Le libéralisme économique et la transmission des patrimoines

Warren Buffet, pape du libéralisme actuel, considère aussi que la transmission de capitaux et d’entreprises de générations en générations entrave la liberté d’entreprendre des autres personnes en laissant quelques familles accaparer toutes les richesses, tous les pouvoirs.

Ce ne sont pas forcément les fils de millionnaires qui auront les meilleures idées, qui créeront les entreprises les plus utiles à la société. Warren Buffet, en libéral et citoyen américain soucieux du bien publique et du progrès, croit en cette notion que le libre marché, le libre droit d’entreprendre et la possibilité de réellement le faire pour tous apporteront le progrès et le bonheur. Pour cela, il faut donc garantir l’accès à la formation et interdire les monopoles ou toutes situations dans lesquelles une richesse démesurée peut étouffer toute velléité de concurrence (on pensera à Microsoft dans les années 1990, avant que la révolution des smartphones et tablettes remette en cause sa position dominante).

Il demande donc, à chaque génération, de redistribuer les cartes. En un vrai libéral, il prône que chaque homme ait la liberté d’entreprendre et que le meilleur gagne.

Il aurait (je cite de mémoire mais je n’ai pas réussi à retrouver cette citation): « pour rendre service à ton fils, paie lui les meilleurs écoles, offre lui un Rolex et déshérite-le à 20 ans ! »
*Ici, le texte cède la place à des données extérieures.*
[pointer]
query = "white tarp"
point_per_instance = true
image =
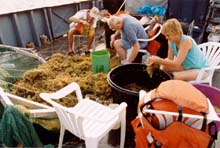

Ce qui signifie : donne à ton enfant les meilleures armes pour réussir, y compris des signes extérieur de richesse car dans ce monde, l’apparence a une certaine importance, puis laisse-lui faire par lui-même et à la force de ses poignets et de son caractère, son chemin dans la vie.

Cette citation, donnée par le journal du Net, s’en approche :

“Une personne très riche doit laisser suffisamment à ses enfants pour qu’ils fassent ce qu’ils veulent mais pas assez pour qu’ils ne fassent rien.”

Voici la version anglaise :

He believes that setting up his heirs with ”a lifetime supply of food stamps just because they came out of the right womb” can be ”harmful” for them and is ”an antisocial act.” To him the perfect amount to leave children is ”enough money so that they would feel they could do anything, but not so much that they could do nothing.”

In case you were curious, here’s what Buffett considered to be “enough money”. For a college graduate, Buffett reckons ”a few hundred thousand dollars” sounds about right. (Source 1 et source 2)

Cet homme dont la fortune est estimée par Forbes a plus de 66 milliard de dollars, qui a déjà donné 23 milliards de dollars à la fondation Bill et Melinda Gates et s’est engagé à verser 99% de sa fortune à des œuvres de charité, laisse quelques centaines de milliers de dollars par enfant pour payer leurs études.

Avec Bill Gates, en 2010, il a émis la « giving pledge »  pour encourager les autres milliardaires à redistribuer leurs richesses.

On retrouve la même idée, que le patrimoine ne doit pas se transmettre de génération en génération chez Andrew Carneggie, magnat de l’acier au XIX siècle et immense mécène. Il assurait qu’une vie réussie se concevait en trois tiers : l’un consacré à l’étude, l’autre à l’accumulation de richesse et le dernier à la redonner à la société.